C H A P T E R  V

At Rio – Sail for Antonina with mixed cargo – A pampeiro – Ship on beam-ends – Cargo still more mixed – Topgallant-masts carried away – Arrive safely at Antonina
THE cargo was at last delivered, and no one made ill over it. A change of rats also was made; at Rio those we brought in gave place to others from the Dom Pedro Docks where we moored. Fleas, too, skipped about in the hay as happy as larks, and nearly as big; and all the other live stock that we brought from Rosario, goodness knows of what kind and kith, arrived well and sound from over the water, notwithstanding the fumigations and fuss made at the quarantine.

Had the little microbes been with us indeed, the Brazilians would not have turned us away as they did, from the doors of an hospital! for they are neither a cruel nor cowardly people. To turn sickness away would be cruel and stupid, to say the least! What we were expelled for I have already explained.

After being so long in gloomy circumstances we felt like making the most of pleasant Rio! Therefore on the first fine day after being docked, we sallied out in quest of city adventure, and brought up first in Ouvidor – the Broadway of Rio, where my wife bought a tall hat, which I saw nights looming up like a dreadful stack of hay, the innocent cause of much trouble to me, and I declared, by all the great islands – in my dreams – that go back with it I would not, but would pitch it, first, into the sea.

I get nervous on the question of quarantines. 1 visit tne famous Botanical Gardens with my family, and I tremble with fear lest we are fumigated at some station on the way. However, our time at Rio is pleasantly spent in the main, and on the first day of June we set sail once more for Paranagua and Antonina of pleasant recollections; partly laden with flour, kerosene, pitch, tar, rosin and wine, three pianos, I remember, and one steam engine and boiler, all as ballast; "freight free," so the bill of lading read, and further, that the ship should "not be responsible for leakage, breakage, or rust." This clause was well for the ship, as one of those wild pampeiros overtook her, on the voyage, throwing her violently on her beam-ends, and shaking the motley cargo into a confused and mixed-up mess.

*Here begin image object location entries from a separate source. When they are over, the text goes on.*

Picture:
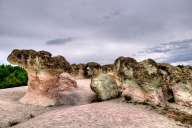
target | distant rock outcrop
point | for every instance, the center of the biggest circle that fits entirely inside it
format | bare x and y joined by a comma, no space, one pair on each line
144,82
105,87
44,75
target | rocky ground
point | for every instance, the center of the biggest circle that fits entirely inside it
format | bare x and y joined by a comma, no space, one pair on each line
79,111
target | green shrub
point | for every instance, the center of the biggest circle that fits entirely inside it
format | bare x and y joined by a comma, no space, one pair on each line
12,76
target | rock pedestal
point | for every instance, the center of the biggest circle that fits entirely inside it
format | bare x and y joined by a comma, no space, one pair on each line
44,76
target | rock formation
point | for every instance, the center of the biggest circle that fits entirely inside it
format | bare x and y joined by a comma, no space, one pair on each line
44,73
144,82
105,87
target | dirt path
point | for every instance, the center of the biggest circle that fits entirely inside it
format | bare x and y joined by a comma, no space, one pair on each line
77,111
110,114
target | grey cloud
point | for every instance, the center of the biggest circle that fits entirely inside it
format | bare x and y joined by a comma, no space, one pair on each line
173,52
109,28
60,41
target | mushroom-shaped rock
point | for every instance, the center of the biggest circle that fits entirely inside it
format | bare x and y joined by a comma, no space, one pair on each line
105,87
92,69
109,68
43,75
78,70
142,81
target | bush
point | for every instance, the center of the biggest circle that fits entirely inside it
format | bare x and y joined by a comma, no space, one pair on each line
12,76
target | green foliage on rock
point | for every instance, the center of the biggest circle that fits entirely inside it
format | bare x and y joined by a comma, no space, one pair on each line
12,76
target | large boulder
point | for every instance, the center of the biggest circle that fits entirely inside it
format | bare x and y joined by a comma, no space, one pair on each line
180,82
105,87
142,82
78,70
92,69
44,73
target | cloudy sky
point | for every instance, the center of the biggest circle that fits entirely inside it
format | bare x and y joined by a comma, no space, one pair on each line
99,30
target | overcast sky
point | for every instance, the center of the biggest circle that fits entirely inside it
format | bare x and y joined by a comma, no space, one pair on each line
99,30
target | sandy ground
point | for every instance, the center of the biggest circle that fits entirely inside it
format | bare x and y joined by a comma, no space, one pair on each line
78,111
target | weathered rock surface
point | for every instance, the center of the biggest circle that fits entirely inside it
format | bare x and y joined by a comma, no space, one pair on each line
146,81
92,69
78,71
44,73
105,87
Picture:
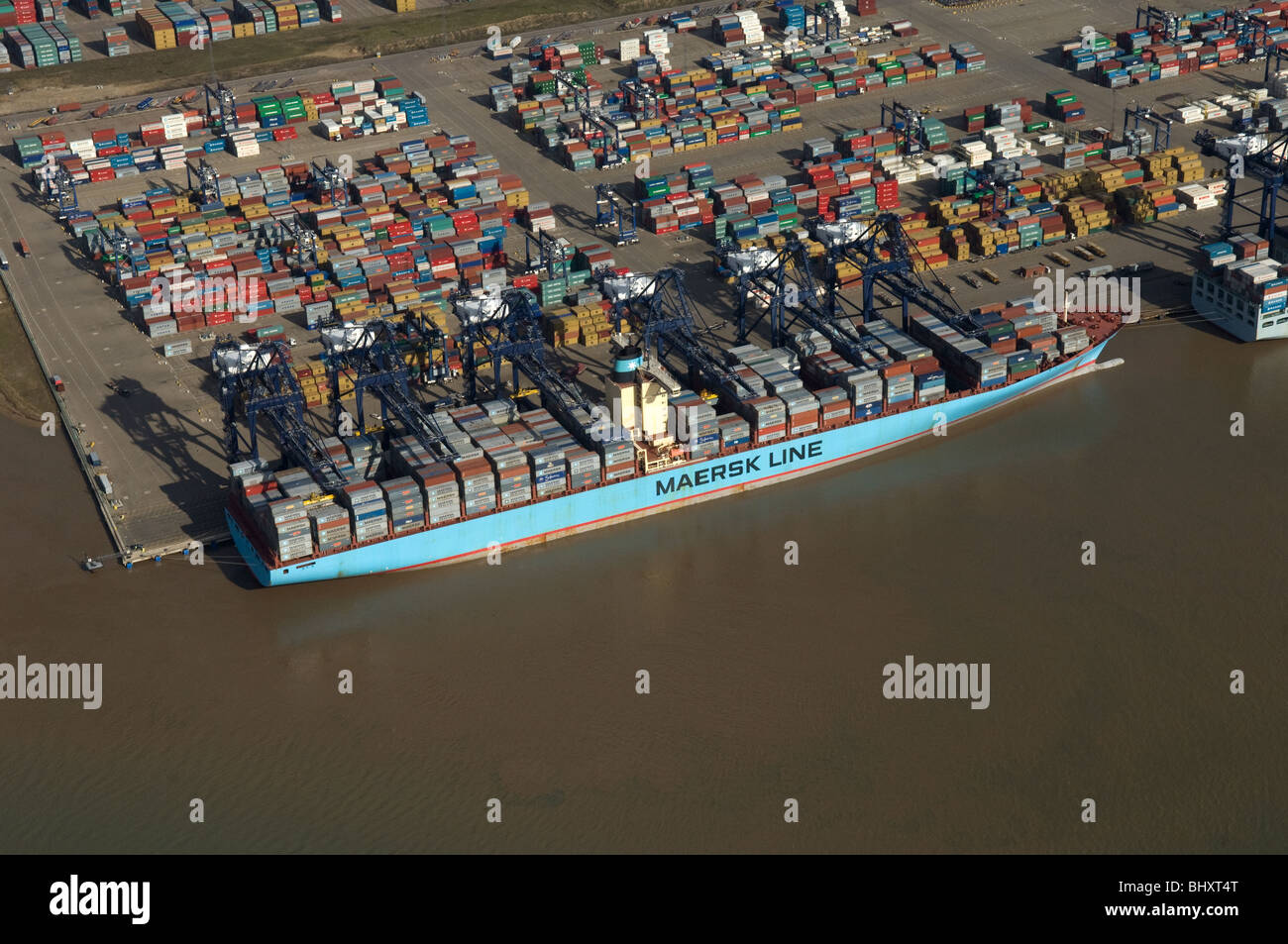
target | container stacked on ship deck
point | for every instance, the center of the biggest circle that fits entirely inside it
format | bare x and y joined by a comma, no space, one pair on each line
696,425
369,511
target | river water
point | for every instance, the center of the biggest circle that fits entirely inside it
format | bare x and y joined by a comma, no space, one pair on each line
518,682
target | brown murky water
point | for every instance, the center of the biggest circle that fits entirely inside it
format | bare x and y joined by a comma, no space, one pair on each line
518,682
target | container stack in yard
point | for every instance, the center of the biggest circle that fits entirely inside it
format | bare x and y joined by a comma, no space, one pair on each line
730,95
1198,43
116,42
372,258
119,9
369,106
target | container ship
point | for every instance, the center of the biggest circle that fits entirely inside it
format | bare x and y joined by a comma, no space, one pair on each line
1240,290
506,478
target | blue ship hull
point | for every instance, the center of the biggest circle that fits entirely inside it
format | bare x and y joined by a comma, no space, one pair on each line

The vessel remaining tight, however, no very serious damage was done, and she righted herself after a while, but without her lofty topgallant-masts, which went with a crash at the first blast of the tempest.

This incident made a profound impression on Garfield. He happened to be on deck when the masts were carried away, but managed to scamper off without getting hurt Whenever a vessel hove in sight after that having a broken spar or a torn sail, it was "a pampeiroed ship."

The storm, though short, was excessively severe, and swept over Paranagua and Antonina with unusual violence. The owner of the pianos, I was told, prayed for us, and regretted that his goods were not insured. But when they were landed, not much the worse for their tossing about, old Strichine, the owner (that was his name or near that, strychnine the boys called him, because his singing was worse than "rough on rats," they said, a bit of juvenile wit that the artist very sensibly let pass unheeded), declared that the ship was a good one, and that her captain was a good pilot; and as neither freight nor insurance had bccn paid, he and his wife would feast us on music; having learned that I especially was fond of it. They had screeched operas for a lifetime in Italy, but I didn't care for that. As arranged, therefore, I was on deck at the appointed time and place, to stay at all hazards.

The pianos, as I had fully expected, were fearfully out of tune – suffering, I should say, from the effects of seasickness!

So much so that I shall always believe this opportunity was seized upon by the artist to avenge the damage to his instruments, which, indeed, I could not avert, in the storm that we passed through. The good Strichine and his charming wife were astonished at the number of opera airs I could name. And they tried to persuade me to sing I1 Trovatore; but concluding that damage enough had already been done, I refrained, that is, I refracted my song.